With this amount of data the only option is to use webgl backend, which is simple enough (figure(..., output_backend="webgl")). This brings performance from unusable to quite usable, with a lot of room for improvement.

I did some quick profiling and with the canvas backend most of the time is spent painting, which is perfectly expected as the canvas is slow (especially for this kind of applications). With webgl backend I can see multiple places in bokehjs where excessive time is spent, which should optimize nicely in the future. Also the webgl backend itself isn’t fully optimized and I think we will be able to shuffle more computations to the GPU in the future.

@Omi / @Bryan

I have a very similar setup and I’m working with around 6 billion points on 45 graphs… I have had some luck altering the ColumnDataSource when zoom levels change. Essentially, the idea is to push up the data that exists only in the current view. Here is a working example of the idea. I list some caveats at the end.

import numpy as np
from bokeh.events import *
from bokeh.io import curdoc
from bokeh.layouts import column
from bokeh.models import ColumnDataSource, Range1d
from bokeh.models import RangeSlider
from bokeh.plotting import figure


def event_callback(event):
    # Here you figure out what data should be displayed in the browser and alter the source.
    indices = np.where((x >= event.x0) & (x <= event.x1))
    source.data = {'x': x[indices], 'y': y[indices]}


def update_value(attr, old, current):
    # The slider value has changed, so the range has changed, b/c of the js_link() calls.  
    # However, for some reason, the RangesUpdate callback doesn't happen.  So we "spoof" the event.
    class Event:
        x0 = current[0]
        x1 = current[1]

    event_callback(Event())


# Generate some data
x = np.arange(1000000)
y = np.tile([0, 1], int(len(x) / 2))

# Figure out your initial display range
# With the range, you want to constrain the max zoom level to prevent zooming out so far you get too much data
source = ColumnDataSource(dict(x=x[:150000], y=y[:150000]))
fig = figure(width=800, height=200, x_range=Range1d(0, 150000, bounds=(0, 1000000), max_interval=1500000, name="foo"))
fig.step('x', 'y', source=source)

# you will want some kind of slider to move around the data.  RangeTool or RangeSlider may be what you want.
slider = RangeSlider(start=0, end=1000000, value=(0, 15), width=790)
slider.js_link('value', fig.x_range, 'start', attr_selector=0)
slider.js_link('value', fig.x_range, 'end', attr_selector=1)

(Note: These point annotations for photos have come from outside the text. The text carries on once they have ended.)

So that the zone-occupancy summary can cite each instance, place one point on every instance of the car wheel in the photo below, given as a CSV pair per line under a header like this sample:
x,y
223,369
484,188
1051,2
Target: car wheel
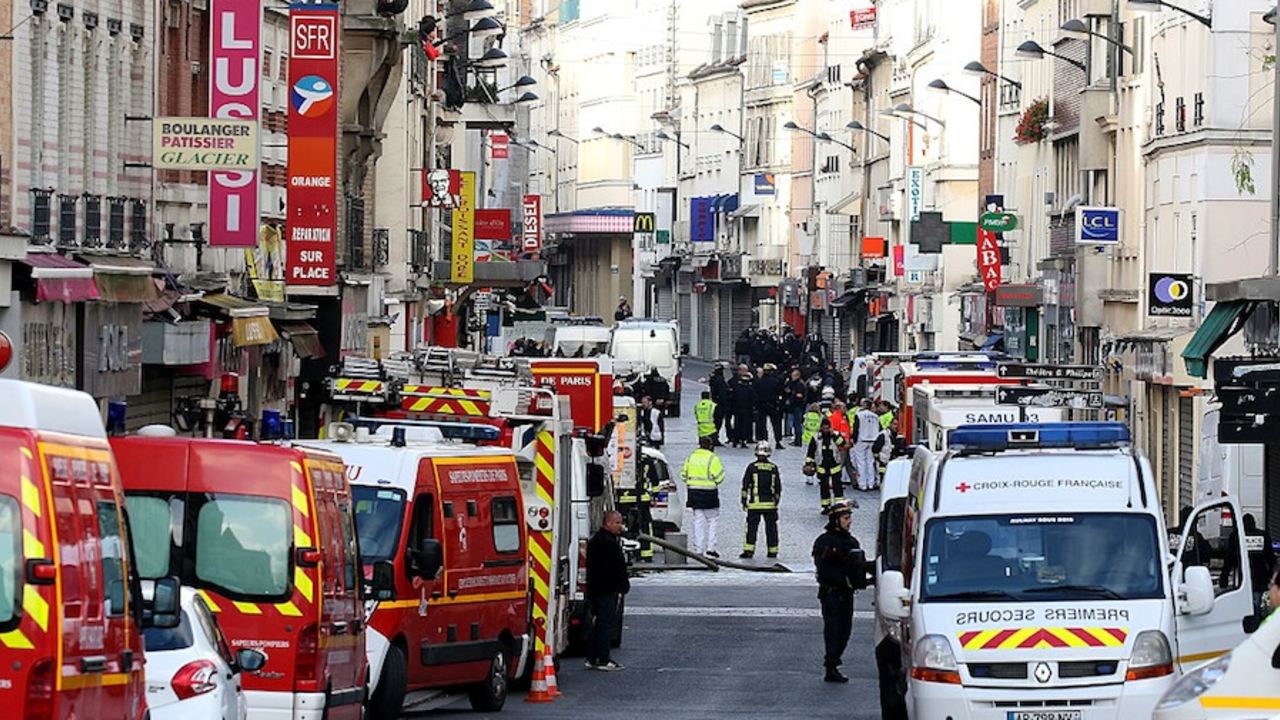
x,y
389,697
490,695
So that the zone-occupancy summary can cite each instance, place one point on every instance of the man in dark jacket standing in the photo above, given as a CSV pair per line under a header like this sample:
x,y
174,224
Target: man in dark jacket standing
x,y
606,584
743,401
768,405
839,564
718,386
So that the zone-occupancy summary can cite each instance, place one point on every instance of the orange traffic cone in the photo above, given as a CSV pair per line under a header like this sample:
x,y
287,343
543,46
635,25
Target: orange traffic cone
x,y
538,691
549,671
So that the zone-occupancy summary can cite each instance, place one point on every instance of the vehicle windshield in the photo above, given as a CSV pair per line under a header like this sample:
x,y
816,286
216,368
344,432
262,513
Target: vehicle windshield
x,y
242,546
1041,557
379,515
652,351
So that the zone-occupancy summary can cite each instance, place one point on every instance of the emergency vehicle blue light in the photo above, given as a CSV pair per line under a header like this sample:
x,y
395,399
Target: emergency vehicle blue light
x,y
1031,436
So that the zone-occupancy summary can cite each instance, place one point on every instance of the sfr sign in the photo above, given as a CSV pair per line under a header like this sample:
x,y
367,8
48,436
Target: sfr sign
x,y
314,37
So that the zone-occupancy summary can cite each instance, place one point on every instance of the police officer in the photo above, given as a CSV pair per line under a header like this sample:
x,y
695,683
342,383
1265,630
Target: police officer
x,y
743,399
704,414
768,405
762,491
840,566
703,474
636,507
826,459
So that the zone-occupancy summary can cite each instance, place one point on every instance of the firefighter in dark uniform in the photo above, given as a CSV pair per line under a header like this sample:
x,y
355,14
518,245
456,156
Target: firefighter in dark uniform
x,y
841,569
824,459
762,491
636,507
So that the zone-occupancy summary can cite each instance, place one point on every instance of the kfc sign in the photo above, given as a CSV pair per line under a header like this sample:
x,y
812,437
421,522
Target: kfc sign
x,y
233,94
533,227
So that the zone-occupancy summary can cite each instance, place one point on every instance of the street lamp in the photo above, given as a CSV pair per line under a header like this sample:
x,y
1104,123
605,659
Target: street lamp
x,y
662,135
558,135
1032,50
492,59
906,109
826,137
487,27
720,128
1077,27
942,85
1155,5
891,113
479,9
856,126
978,68
524,81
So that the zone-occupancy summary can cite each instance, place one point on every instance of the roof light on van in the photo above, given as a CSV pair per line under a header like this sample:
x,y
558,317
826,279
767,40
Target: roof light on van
x,y
1029,436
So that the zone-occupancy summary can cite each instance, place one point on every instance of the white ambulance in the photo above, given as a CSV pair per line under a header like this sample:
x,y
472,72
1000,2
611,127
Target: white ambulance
x,y
1037,580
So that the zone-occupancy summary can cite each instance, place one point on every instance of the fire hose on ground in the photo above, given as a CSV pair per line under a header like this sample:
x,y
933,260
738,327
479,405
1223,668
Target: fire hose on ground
x,y
712,564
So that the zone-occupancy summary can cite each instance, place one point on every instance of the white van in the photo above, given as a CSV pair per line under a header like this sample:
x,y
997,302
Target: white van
x,y
1239,686
581,341
654,343
1037,579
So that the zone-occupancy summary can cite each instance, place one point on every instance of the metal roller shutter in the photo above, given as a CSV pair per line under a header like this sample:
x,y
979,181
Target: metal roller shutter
x,y
708,324
725,322
666,309
1185,452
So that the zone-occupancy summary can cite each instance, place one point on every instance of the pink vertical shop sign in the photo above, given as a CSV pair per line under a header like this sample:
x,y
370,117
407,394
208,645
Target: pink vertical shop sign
x,y
236,49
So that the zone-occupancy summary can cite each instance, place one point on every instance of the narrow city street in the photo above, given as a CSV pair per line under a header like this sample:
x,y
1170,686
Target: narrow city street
x,y
702,645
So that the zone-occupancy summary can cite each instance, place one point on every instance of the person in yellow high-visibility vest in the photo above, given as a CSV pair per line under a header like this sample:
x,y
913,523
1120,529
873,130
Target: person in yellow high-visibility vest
x,y
704,414
703,474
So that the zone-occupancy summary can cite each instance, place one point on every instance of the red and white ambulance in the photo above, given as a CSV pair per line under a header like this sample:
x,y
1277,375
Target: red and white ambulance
x,y
268,537
442,534
69,604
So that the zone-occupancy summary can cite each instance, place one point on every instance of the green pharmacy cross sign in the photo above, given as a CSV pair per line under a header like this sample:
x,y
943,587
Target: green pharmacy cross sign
x,y
999,222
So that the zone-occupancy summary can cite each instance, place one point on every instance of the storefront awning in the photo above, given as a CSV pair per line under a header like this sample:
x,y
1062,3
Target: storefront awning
x,y
60,279
1224,320
123,279
251,323
305,340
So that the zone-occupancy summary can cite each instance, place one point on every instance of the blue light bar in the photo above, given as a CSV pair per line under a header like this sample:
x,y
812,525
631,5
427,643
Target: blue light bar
x,y
472,432
1033,436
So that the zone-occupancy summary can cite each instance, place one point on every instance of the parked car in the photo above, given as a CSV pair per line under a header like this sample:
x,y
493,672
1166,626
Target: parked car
x,y
192,671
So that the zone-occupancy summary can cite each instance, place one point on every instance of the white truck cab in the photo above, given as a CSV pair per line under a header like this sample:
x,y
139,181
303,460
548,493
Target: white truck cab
x,y
1037,580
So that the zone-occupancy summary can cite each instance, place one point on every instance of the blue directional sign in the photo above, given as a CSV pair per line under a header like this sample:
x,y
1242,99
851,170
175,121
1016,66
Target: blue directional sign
x,y
1097,226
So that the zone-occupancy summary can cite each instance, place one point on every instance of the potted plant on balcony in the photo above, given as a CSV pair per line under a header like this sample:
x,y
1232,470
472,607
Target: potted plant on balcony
x,y
1031,126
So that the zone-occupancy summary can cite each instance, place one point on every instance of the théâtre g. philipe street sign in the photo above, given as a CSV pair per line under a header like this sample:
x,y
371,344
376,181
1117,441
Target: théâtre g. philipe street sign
x,y
1050,372
1048,397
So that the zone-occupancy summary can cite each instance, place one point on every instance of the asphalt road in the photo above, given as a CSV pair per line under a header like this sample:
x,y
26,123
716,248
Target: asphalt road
x,y
725,645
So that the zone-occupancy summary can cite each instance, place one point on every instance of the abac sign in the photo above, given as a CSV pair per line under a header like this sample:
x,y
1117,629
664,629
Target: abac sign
x,y
1097,226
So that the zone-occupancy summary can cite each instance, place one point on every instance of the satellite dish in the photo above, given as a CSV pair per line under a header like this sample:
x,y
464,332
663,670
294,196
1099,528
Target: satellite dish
x,y
156,431
342,432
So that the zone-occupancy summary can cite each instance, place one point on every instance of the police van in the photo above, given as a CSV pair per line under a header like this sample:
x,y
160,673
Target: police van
x,y
1037,579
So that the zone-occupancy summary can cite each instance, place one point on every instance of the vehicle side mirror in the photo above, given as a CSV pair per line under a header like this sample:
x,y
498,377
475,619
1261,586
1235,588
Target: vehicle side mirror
x,y
382,584
429,559
165,600
1196,593
892,597
594,479
250,660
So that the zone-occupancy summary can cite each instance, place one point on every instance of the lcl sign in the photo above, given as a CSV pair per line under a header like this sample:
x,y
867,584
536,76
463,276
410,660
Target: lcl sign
x,y
236,48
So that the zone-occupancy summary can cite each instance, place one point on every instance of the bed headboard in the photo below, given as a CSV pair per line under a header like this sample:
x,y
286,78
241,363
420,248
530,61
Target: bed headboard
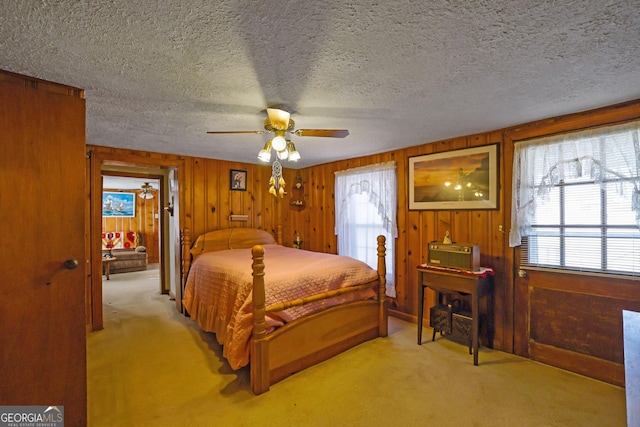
x,y
230,238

#  The slider will adjust the zoom window but this doesn't seem to fire RangesUpdate.  This is the workaround.
slider.on_change("value", update_value)
# RangesUpdate is the event that will let you know the viewing window has changed
fig.on_event(RangesUpdate, event_callback)

curdoc().add_root(column([fig, slider]))

Caveats:

  1. You have to constrain the zoom level. If you let the user zoom out too far, you will be back where you started with too much data to plot.
  2. You will find in some cases there is a visible drawing effect when you are panning or zooming. You can try some things like pushing data past the visible zoom level or caching some region of the data.
  3. You may find that you need to add 1 point further on both ends of the plot to make the glyph render “end to end”. In this example with step, there is no line rendering b/c I’m not adding the values just outside the range.
  4. If you zoom in far enough that 0 or 1 points are in the visible range, you may see no data plotted. Again, you should catch this case and add in the neighboring data on either end.

Honestly if you are zooming around in this much data, draw effects and constrained views don’t seem like a serious issue.

A further idea you could use instead of RangeSlider is to do like a datashader rendering of your full data set and use the RangeTool on that ImageRGB plot to allow the user to have a kind of thumbnail view of the entire dataset.